22 暴動
右肩に刺されるような衝撃と焼けつくような熱さを感じ、ユリウスはその場に倒れ込んだ。
倒れたユリウスを、混乱状態になった人々が踏みつけていく。
―ミーチャ…。ア、レクセイ…。
ユリウスはそのまま意識を失った。
「侯!…あれは」
この暴動の鎮圧に乗り出したレオニード・ユスーポフとその部下ロストフスキーは、逃げ惑う人々で混乱を極めた市街の石畳に―、金色に輝くものを見つけた。
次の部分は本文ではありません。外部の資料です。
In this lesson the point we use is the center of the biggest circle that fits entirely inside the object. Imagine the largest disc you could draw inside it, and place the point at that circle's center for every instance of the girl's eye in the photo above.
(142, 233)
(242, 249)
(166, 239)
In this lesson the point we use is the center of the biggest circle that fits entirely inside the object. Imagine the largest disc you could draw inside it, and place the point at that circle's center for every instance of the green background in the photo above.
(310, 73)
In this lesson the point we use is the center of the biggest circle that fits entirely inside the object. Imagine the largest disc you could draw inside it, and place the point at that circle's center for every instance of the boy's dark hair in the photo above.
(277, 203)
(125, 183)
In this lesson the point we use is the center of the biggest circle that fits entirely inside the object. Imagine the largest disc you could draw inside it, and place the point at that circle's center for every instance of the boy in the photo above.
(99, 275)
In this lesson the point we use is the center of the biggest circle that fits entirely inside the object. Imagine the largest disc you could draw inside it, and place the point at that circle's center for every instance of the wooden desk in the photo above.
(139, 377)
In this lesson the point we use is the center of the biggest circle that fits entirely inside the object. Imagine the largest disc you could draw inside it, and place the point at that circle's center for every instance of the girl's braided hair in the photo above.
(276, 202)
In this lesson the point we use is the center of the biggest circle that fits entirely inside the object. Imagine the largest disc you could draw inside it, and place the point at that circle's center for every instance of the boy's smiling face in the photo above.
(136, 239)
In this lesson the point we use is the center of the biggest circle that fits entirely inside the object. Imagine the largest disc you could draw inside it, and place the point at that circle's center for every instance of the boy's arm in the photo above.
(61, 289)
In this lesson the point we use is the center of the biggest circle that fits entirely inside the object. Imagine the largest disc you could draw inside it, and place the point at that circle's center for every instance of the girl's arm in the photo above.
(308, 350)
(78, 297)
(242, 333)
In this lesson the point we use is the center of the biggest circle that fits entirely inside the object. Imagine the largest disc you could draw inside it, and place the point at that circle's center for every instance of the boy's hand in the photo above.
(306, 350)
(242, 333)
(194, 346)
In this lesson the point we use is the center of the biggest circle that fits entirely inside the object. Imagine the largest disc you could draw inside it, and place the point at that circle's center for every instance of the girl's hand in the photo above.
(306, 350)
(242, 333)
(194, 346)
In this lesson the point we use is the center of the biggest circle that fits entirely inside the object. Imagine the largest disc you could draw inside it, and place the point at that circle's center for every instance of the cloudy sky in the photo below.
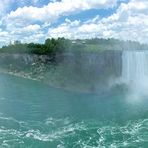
(36, 20)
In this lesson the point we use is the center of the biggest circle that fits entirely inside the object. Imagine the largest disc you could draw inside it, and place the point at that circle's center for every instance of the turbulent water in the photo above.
(135, 72)
(33, 115)
(135, 65)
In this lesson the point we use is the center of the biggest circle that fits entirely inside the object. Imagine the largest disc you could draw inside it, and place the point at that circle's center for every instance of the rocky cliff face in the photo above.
(81, 70)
その金色の物体に近づくとそれは―、床に倒れて意識を失った、革命家アレクセイ・ミハイロフの妻の姿だった。
「おい!…娘!大丈夫か?…返事をしろ」
レオニードが駆け寄りユリウスを抱き上げる。流れ弾に当たったようで右肩の弾傷からおびただしい血が流れ出ている。倒れた彼女の上を人が踏んでいったのだろう。抱き上げると肋骨を折っているのか苦しそうに顔をしかめる。
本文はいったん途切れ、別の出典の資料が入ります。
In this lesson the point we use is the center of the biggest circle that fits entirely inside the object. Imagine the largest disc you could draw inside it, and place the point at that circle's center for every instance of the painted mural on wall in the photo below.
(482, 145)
「今…手当をしてやるからな。―ロストフスキー!辻馬車を拾え」
「は!御意」
ロストフスキーが辻馬車を拾いに行っている間に、レオニードはハンケチを割き負傷したユリウスの右腕にきつく縛り付け止血をする。
「う…」
腕を縛ると、ユリウスが痛みに顔をしかめる。
「我慢しろ…。すぐに馬車が来る」
「侯!こちらへ」
辻馬車を拾ったロストフスキーが少し離れた通りからレオニードに手を振る。
「今行く」
レオニードはユリウスを抱きかかえて馬車に乗り込むと御者へ行き先を告げた。
「ネフスキー通りの、ユスーポフ邸へ。けが人だ!なるべく揺らさないよう走ってくれ」
レオニードに抱きかかえられたユリウスが時折苦し気に小さなうめき声をあげる。
―軽いな…。
その身体は、一児の母親とは思えないほどに華奢でか細く、また目を閉じ長いまつ毛が影を作るその顔は妻のアデールや妹のヴェーラよりも遥かに若くあどけなくすらあった。
自分の腕の中でぐったりとしているその娘の、汚れた白い頬を、血のりと埃でもつれた長い金髪を、レオニードは優しく何度も何度も大きな手で撫で続けた。